The enemy comes. A powerful man, with riches and glittering array of possessions. He is as his name suggests, savage. Brutal and beyond reproach, he buys his way, purchases his fancy and ruthlessly brings down any who oppose.
Such power feeds the ego, frees the soul’s depravities and leads to absolute confidence. Confidence that his word is will, that he may do as he wishes without fear of repercussion or vengeance.
So he orders his life to his own desires, this Savage. His mighty factories spew their waste into the sea and sky and no futile attempt to halt him can meet with success. As his profits soar, so do his excesses. He collects objects of beauty and hides them away in his penthouse towers, refusing to share his bounty with the world. He orders death and destruction as easily as he orders his breakfast and with as little care; takes what he pleases and suffers no consequences.
But She has seen. She knows and has set upon the world the means of his destruction.
They meet. The sea creature and the man. Savage owns many things, he owns the building in which the moon child works, cleaning the offices and tending to the systems that make the steel beast function. Savage sees this beautiful vision going about his work and the sight of the man, created full and complete solely to satisfy his every requirement, fills his breast with heady rush of lust and desire to possess.

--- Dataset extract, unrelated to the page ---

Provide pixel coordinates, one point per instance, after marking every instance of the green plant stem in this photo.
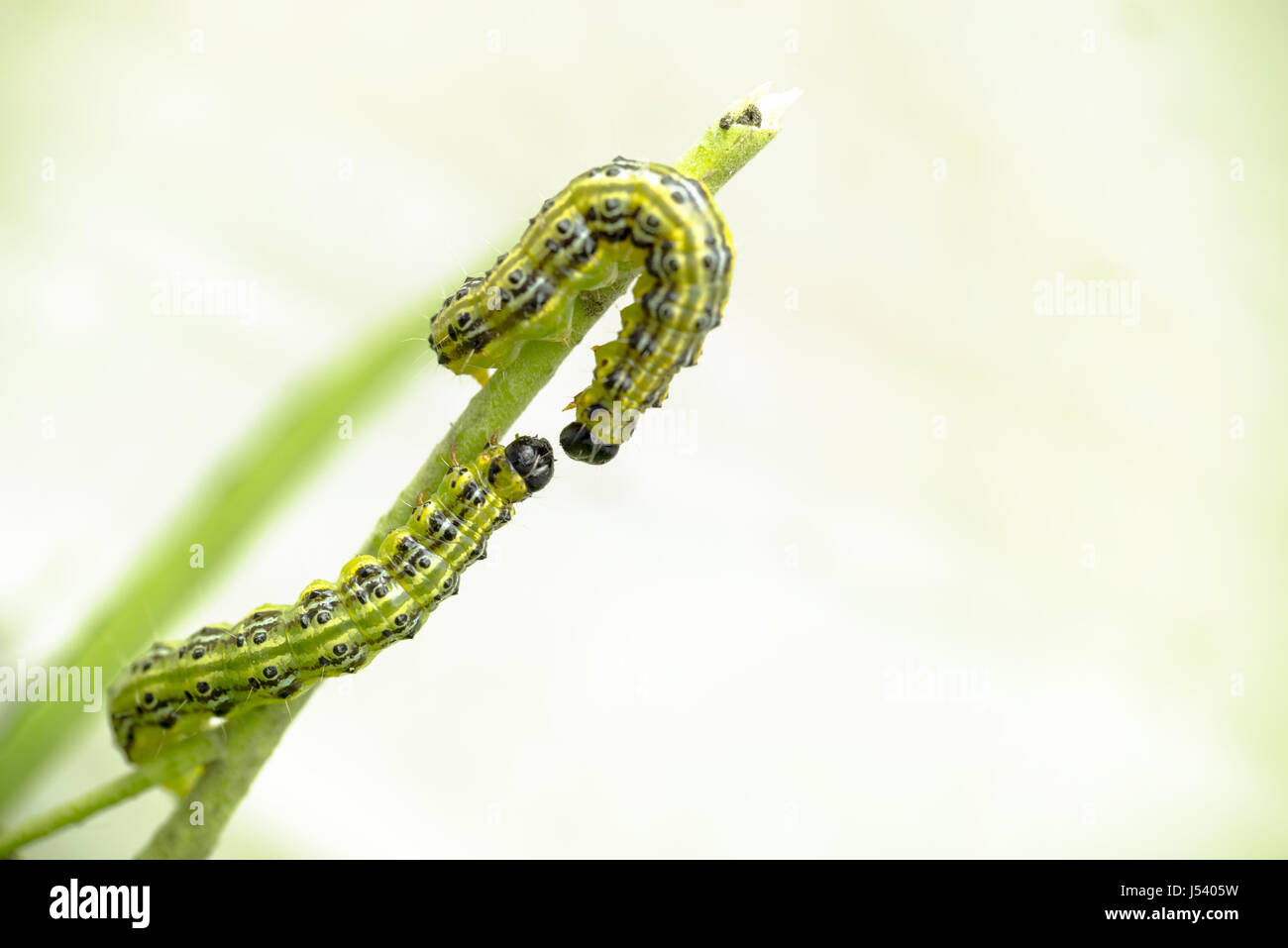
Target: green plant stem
(181, 759)
(719, 154)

He is overcome by this need and finds himself distracted from his usual purpose. It fills his thoughts every waking hour, ripping at his innards with viscous intensity, denying him rest. He could steal the boy, have him captured and held, helpless victim with which to toy and pleasure himself. He has done this before. Many of the beautiful objects he has collected have been human, young and male.
Trapped in dungeons of velvet and leather, never missed or paid extravagantly for, these silken skinned youths with their soft mouths and hard bodies, endure his whips and chains with hopeless eye and dead heart that knows and wishes with desolate intensity for the escape only their merciless deaths will give them.

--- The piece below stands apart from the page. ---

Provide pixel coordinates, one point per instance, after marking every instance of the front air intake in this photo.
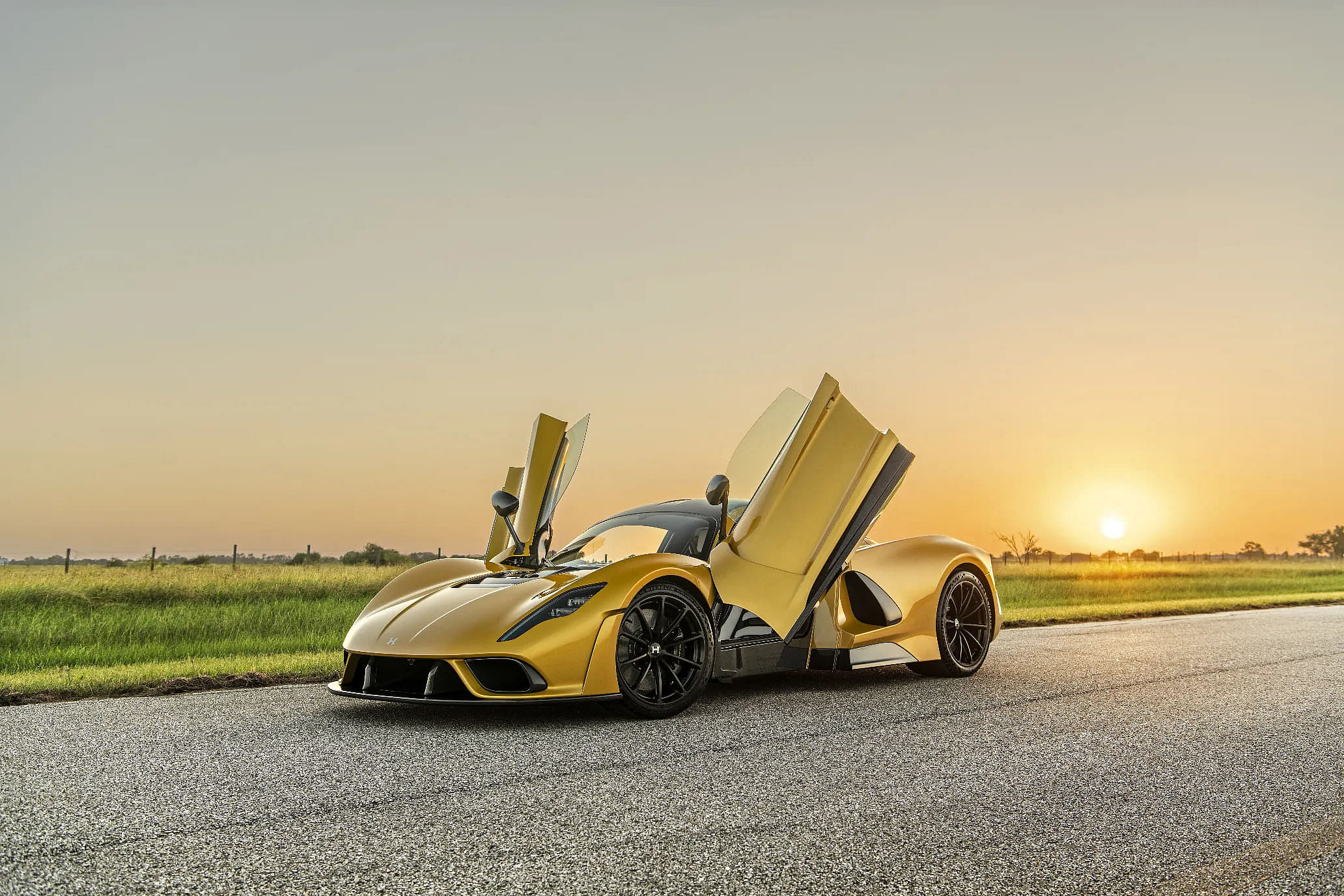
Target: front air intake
(405, 677)
(505, 675)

But something has hold of him. Some shifting beast stirs in his heart and decides him against the forceful capture. It tells him instead to woo the lad, to bring him willingly into the dark folds.
Whispers that this would be greater victory, satisfaction of a different kind, dependent only on his own skill and not upon the bone and muscle of his employees. This appeals to the savage one’s immense ego and he commends himself for his inventiveness at discovering a new game to play with his hapless victim.
Never once does he suspect that the beast that rolls and snaps within his breast is that which is called love; She who is the eternal mistress and who has captured more poor souls than he in his wildest imagination could ever hope to conquer.
So he effects an introduction and is further seduced by shy gaze and polite manners. The graceful sway of body hypnotizes and arouses, the endless depths of midnight eyes sparkle promises of delights to come and he is further ensnared.
He takes his heart’s desire to the beach, to frolic in the sea and he observes with wonder how the tiny waves seem to lap about the firm young body as if in embrace and how the sea foam caresses his chest and belly like a lover.
The beach is deserted, only the gulls and wind for company. It is one of his possessions and no other can dare come near it. Before this day, he had never ventured to its shiny shores, came only at the boy’s request; this place holds no allure for one more comfortable in the halls of power and the canyons of concrete and aluminum that are his regular haunt.
But now he sees appeal of the ocean beach, written as it is on the sun kissed features and joyous expression of his companion. He flings himself down beside Savage, a fine coat covers his arms and legs, the soft skin behind the bent knee, the fold where bathing suit meets the flesh of inner thigh, even the nose and cheeks glitter with fragments of shell and sand and he longs to reach over and wipe them away.